Implementation of targeted proteomics methods for the characterization of peptides and proteins in liquid biopsies

Abstract

Targeted proteomics methods emerged to detect and quantify well-defined sets of peptides with a high degree of specificity and sensitivity. Internal standard triggered-PRM (IS-PRM) was designed to increase the number of peptides monitored in one analysis without affecting the quality of the data obtained by using stable isotopically labeled (SIL) peptides as internal standards.
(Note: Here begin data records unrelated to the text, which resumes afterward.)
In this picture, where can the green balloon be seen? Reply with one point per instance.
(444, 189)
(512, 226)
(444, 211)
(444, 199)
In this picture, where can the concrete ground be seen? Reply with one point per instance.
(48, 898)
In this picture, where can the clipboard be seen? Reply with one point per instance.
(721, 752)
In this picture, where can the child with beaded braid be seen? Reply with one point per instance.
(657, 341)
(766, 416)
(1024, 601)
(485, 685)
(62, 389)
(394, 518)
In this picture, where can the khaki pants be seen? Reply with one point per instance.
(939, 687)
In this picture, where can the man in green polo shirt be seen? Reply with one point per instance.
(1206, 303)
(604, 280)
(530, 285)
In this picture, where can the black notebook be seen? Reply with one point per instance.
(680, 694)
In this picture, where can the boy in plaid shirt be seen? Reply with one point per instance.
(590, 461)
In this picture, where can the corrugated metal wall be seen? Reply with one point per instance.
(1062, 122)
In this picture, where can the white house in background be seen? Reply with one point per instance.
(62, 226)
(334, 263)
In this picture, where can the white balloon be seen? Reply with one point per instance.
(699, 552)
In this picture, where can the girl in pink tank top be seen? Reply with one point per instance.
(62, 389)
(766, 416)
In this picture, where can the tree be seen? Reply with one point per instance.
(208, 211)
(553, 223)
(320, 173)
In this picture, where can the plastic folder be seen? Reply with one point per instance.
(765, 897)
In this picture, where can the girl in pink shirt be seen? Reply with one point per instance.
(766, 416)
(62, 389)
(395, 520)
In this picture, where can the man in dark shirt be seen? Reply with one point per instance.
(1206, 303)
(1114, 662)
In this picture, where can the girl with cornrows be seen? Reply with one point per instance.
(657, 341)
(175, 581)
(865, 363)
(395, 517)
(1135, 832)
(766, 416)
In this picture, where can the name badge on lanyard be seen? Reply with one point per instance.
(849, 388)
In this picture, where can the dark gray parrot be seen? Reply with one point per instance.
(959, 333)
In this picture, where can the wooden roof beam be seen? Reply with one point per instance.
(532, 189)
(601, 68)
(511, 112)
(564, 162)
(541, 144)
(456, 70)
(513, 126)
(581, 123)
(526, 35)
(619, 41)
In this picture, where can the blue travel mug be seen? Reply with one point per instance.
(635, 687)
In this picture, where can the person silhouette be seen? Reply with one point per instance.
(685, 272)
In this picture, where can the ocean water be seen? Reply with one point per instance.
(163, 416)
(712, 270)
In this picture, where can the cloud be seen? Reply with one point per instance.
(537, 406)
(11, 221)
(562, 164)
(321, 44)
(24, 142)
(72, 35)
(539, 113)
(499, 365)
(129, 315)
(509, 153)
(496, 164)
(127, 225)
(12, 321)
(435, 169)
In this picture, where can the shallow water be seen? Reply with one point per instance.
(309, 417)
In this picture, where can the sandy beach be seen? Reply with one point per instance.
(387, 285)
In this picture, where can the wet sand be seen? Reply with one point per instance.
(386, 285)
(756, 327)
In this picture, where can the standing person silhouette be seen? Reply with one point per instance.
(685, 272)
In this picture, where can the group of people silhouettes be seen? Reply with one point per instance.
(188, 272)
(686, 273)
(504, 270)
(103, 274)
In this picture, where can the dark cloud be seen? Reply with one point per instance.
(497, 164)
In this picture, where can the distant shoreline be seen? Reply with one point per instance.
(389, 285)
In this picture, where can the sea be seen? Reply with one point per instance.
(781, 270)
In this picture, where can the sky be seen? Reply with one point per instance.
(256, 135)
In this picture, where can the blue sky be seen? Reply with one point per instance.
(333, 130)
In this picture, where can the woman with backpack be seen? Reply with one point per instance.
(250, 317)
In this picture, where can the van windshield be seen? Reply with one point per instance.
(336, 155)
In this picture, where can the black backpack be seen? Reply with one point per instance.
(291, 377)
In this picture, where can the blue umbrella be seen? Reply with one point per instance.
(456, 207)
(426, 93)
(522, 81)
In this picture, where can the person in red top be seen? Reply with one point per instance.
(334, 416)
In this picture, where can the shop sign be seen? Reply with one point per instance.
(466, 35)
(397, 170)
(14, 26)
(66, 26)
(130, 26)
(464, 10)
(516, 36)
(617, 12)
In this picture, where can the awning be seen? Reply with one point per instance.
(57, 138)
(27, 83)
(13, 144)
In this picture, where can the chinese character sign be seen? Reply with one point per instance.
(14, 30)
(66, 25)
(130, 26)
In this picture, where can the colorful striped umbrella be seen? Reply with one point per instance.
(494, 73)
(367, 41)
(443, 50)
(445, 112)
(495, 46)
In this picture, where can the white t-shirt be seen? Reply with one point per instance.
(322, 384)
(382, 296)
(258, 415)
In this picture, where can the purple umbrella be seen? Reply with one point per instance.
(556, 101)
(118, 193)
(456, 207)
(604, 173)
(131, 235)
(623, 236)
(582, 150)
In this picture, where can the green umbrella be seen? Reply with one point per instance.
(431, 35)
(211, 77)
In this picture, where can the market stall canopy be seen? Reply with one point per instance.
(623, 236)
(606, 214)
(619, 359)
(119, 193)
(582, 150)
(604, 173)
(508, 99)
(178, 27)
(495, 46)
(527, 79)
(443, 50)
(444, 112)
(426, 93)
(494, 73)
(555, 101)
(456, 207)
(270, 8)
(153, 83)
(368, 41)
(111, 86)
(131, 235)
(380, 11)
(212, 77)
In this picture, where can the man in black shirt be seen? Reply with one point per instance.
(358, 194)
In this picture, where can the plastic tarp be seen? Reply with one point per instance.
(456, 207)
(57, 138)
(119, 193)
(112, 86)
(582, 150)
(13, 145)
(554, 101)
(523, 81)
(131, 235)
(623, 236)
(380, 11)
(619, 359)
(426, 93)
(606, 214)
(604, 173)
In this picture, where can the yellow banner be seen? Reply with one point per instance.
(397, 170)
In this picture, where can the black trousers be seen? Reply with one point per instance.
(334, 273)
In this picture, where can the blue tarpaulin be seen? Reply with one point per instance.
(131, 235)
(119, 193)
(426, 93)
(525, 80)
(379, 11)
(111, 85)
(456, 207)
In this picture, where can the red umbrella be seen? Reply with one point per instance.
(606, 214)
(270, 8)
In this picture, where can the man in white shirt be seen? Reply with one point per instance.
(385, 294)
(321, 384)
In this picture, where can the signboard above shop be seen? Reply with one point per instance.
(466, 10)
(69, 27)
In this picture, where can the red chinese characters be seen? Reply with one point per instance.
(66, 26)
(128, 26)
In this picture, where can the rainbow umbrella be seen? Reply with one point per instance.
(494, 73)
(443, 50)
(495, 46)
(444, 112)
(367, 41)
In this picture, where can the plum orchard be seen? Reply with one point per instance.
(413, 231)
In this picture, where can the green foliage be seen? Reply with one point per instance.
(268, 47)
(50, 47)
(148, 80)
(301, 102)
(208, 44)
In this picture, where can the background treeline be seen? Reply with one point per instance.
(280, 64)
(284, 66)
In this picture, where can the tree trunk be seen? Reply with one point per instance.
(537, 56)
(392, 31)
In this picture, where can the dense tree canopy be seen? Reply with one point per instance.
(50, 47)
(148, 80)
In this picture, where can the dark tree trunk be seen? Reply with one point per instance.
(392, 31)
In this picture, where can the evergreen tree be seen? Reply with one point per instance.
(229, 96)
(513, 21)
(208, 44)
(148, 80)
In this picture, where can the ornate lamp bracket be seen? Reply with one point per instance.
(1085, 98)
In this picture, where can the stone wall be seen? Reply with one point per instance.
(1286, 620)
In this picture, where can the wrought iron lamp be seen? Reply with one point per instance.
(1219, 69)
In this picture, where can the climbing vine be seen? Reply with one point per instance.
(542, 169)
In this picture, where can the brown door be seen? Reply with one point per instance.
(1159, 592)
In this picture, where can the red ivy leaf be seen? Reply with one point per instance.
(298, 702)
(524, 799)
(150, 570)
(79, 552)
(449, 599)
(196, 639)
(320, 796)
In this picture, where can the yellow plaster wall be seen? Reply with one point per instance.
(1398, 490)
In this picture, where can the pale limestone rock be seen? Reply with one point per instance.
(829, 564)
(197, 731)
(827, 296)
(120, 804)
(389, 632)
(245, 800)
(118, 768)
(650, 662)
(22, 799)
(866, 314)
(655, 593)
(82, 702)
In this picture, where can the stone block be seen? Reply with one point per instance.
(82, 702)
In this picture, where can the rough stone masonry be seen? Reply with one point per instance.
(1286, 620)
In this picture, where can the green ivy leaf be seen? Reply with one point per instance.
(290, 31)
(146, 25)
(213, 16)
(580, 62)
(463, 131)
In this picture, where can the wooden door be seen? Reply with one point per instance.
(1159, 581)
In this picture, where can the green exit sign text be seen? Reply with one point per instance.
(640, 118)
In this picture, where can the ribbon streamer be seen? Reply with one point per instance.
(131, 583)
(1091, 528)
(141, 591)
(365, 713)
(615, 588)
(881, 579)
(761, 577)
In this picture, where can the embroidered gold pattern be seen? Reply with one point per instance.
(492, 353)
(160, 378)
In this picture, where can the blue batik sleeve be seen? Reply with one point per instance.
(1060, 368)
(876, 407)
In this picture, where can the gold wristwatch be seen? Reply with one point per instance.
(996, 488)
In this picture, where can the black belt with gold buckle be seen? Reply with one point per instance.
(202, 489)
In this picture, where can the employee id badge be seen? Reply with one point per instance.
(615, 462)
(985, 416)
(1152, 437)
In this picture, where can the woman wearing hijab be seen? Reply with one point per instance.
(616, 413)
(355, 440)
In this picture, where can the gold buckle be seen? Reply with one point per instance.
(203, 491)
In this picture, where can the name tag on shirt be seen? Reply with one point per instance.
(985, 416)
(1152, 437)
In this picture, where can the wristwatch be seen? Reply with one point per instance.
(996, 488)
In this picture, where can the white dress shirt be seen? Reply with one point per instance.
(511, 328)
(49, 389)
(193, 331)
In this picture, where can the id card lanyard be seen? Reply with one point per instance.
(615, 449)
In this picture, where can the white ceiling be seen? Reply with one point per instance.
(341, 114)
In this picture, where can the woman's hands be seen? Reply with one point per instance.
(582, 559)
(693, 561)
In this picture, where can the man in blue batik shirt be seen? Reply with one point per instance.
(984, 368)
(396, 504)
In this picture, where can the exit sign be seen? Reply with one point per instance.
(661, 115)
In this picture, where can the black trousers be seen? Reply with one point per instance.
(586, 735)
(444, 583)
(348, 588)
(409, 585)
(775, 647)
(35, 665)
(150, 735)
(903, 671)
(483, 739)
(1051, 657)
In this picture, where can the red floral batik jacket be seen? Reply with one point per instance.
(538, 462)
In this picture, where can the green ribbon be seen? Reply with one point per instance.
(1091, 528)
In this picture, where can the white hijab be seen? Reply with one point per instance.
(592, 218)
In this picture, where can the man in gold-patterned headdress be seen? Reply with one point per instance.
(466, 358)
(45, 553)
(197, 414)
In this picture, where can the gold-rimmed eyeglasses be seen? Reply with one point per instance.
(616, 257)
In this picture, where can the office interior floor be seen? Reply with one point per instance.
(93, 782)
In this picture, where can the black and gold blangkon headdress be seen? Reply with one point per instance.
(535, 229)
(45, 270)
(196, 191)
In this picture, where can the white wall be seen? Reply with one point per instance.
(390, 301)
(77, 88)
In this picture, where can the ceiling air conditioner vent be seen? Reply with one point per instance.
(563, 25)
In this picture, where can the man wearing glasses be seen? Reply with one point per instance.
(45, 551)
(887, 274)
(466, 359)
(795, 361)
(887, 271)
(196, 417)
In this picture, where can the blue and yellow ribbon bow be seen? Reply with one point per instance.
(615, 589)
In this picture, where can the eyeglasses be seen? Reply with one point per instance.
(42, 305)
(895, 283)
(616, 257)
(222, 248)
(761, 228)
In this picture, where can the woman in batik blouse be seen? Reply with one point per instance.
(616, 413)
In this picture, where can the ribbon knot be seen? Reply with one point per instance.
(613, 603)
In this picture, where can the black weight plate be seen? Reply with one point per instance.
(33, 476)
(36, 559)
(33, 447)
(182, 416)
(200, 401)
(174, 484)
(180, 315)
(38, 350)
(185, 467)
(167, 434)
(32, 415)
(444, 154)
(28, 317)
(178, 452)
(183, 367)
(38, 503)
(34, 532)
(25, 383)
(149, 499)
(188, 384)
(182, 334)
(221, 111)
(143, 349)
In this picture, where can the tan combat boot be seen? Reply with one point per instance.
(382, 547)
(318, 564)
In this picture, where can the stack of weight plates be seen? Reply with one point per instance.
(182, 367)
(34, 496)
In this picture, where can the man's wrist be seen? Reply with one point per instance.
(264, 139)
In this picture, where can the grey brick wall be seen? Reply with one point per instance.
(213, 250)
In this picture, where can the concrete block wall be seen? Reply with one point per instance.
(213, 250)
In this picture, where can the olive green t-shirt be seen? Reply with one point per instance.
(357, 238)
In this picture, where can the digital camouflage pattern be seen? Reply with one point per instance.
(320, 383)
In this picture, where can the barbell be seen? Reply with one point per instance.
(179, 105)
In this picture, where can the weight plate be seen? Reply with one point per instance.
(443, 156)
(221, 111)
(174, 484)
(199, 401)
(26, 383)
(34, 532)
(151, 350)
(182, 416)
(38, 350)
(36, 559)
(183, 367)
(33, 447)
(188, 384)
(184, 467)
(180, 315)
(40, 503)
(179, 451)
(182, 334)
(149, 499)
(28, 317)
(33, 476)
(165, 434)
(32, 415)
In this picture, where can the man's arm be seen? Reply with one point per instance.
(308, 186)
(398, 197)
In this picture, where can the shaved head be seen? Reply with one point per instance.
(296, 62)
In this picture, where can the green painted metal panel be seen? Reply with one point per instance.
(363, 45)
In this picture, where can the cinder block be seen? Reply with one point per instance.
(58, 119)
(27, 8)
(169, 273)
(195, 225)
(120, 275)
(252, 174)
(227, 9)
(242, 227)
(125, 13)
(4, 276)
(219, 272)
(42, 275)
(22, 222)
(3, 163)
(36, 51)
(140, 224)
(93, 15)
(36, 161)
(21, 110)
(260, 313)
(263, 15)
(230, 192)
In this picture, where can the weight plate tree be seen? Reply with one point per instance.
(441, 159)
We aimed to investigate the technical reproducibility of a type of IS-PRM method called SureQuant and to quantify the added SIL peptides and their corresponding endogenous forms. Three aliquots of commercially available human serum samples were digested with trypsin and a set of 802 isotopically-labelled standard (SIL) peptides were spiked-in to later be analyzed by LC-MS using SureQuant acquisition method. Instrument variability showed a coefficient of variation (CV) of 9.3%, whereas samplepreparation variability increases up to 34.7% and 39.1%. The technique enabled to detect, on average, 772 SIL peptides and 738 endogenous forms. Data obtained shows very good instrument reproducibility, whereas sample preparation procedure presents greater variability. Thus, this study proves the need for an improvement to achieve reproducibility and obtain reliable quantitative results.